Senator RICE: Welcome. It is nice to be back talking about forests and forestry. I will start with just an update as to how the renewal of the regional forest agreements is going.
Ms Lauder : I will start with Tasmania. The Tasmanian RFA has already been reviewed, as I think we mentioned last time, and we are in the process of extending. The current Tasmanian RFA ceases in November 2017. That is why this one is progressing ahead of the others. We are in the final months of that process.
Senator RICE: When do you expect to be making an announcement of the results of the review and the evaluation and have a new RFA being signed off?
Ms Lauder : The results of the review and the joint government response are already public. That is already on the website. As far as the extension goes, we are obviously planning for it to be extended before November. We are hoping for it to be done in about August, but it really depends on the process. Tasmania needs to take it through their cabinet and first ministers. The Premier of Tasmania and the Prime Minister are the decision makers. I cannot give you an exact date.
Senator RICE: I presume you are currently in negotiations with the Tasmanian government?
Ms Lauder : Yes.
Senator RICE: Are there issues that still need to be resolved?
Ms Lauder : We are in the very final stages. It is just minor tweaking of words and things like that to agree.
Senator RICE: I asked a question on notice about the proposed expansion of the Tasmanian government's 370,000 hectares of forest .
Ms Lauder : Yes, you did.
Senator RICE: How has that been taken into account with the rollover of the RFA?
Ms Lauder : It is already noted in the RFA. As you know, the RFA agreement is a framework document and Tasmania run the day-to-day management of the wood supply and conservation reserves, et cetera, underneath that. So it is already covered under the regional forest agreement.
Senator RICE: So basically, it is not making any difference?

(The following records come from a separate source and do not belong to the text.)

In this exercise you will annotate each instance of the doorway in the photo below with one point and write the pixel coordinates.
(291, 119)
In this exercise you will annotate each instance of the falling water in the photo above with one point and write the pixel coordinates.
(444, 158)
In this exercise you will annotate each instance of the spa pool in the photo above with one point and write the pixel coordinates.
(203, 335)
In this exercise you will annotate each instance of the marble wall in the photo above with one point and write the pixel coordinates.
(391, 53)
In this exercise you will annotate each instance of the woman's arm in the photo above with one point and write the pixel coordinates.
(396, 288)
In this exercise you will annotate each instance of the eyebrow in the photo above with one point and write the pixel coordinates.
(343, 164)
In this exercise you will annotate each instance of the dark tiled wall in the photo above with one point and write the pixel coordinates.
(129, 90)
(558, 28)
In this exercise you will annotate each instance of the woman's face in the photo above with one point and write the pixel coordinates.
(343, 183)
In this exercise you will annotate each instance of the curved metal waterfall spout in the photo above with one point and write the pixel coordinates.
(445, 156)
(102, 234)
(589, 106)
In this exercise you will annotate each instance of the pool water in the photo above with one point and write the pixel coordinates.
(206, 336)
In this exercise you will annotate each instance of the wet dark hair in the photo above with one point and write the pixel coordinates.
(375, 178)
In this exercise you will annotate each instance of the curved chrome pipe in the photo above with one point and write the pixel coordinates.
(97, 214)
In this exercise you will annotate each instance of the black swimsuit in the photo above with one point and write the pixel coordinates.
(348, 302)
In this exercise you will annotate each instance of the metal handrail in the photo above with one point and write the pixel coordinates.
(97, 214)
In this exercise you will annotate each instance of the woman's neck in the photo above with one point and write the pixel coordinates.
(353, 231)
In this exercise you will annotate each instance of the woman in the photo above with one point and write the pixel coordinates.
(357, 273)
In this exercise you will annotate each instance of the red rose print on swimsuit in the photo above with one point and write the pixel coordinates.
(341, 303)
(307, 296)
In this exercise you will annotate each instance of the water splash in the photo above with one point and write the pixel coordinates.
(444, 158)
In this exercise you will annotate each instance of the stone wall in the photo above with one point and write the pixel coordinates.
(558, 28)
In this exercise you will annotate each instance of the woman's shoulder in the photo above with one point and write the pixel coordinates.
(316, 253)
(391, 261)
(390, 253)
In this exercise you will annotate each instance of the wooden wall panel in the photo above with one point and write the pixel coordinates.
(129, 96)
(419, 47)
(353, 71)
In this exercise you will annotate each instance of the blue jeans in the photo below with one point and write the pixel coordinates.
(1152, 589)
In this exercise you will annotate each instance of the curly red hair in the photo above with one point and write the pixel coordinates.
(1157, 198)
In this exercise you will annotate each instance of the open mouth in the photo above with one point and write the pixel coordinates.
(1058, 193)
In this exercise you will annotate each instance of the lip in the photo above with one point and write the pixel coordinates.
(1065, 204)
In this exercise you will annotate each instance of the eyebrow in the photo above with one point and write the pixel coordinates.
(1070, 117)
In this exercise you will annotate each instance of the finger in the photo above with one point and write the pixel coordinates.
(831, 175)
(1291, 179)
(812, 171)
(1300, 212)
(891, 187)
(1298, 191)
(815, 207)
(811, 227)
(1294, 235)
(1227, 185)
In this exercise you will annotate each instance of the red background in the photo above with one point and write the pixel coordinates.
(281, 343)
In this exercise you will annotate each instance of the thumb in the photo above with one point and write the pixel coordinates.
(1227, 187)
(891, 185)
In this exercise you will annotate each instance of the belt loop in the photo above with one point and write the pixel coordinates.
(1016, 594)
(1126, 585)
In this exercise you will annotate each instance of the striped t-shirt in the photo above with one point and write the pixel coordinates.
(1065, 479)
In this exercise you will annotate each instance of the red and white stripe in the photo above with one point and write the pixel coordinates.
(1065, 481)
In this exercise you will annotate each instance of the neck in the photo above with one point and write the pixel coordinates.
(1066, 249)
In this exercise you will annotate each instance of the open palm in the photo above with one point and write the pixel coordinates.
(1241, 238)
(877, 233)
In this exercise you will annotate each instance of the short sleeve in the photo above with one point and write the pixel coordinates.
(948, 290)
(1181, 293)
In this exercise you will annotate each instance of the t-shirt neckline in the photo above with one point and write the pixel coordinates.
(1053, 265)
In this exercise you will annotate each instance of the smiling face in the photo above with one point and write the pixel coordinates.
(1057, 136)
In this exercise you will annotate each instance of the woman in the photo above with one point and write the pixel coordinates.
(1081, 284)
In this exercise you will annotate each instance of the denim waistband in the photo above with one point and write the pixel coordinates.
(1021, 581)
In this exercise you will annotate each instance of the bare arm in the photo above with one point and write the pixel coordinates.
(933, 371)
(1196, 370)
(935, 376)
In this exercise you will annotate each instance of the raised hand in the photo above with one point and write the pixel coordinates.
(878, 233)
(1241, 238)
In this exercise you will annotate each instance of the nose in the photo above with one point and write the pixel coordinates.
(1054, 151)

Ms Lauder : No, it is not.
Senator RICE: I also asked a question and got a very, let us say, succinct answer about how the changing understanding of the impacts of climate change and the role of forests in mitigating climate change is being taken into account with the new Tasmanian RFA. Can you expand on that for me?
Ms Lauder : I can. I think we mentioned last time that the Regional Forest Agreements Act is based on the National Forest Policy Statement, which talks about carbon. But from the consultation we did on the extension for Tasmania, it was raised a number of times that people did not think that climate and carbon were considered as part of the RFA. So, we are looking at trying to include a clause in the RFA extension. It has not been agreed yet and will not be agreed until it goes through to first ministers, but that is something that we are looking at.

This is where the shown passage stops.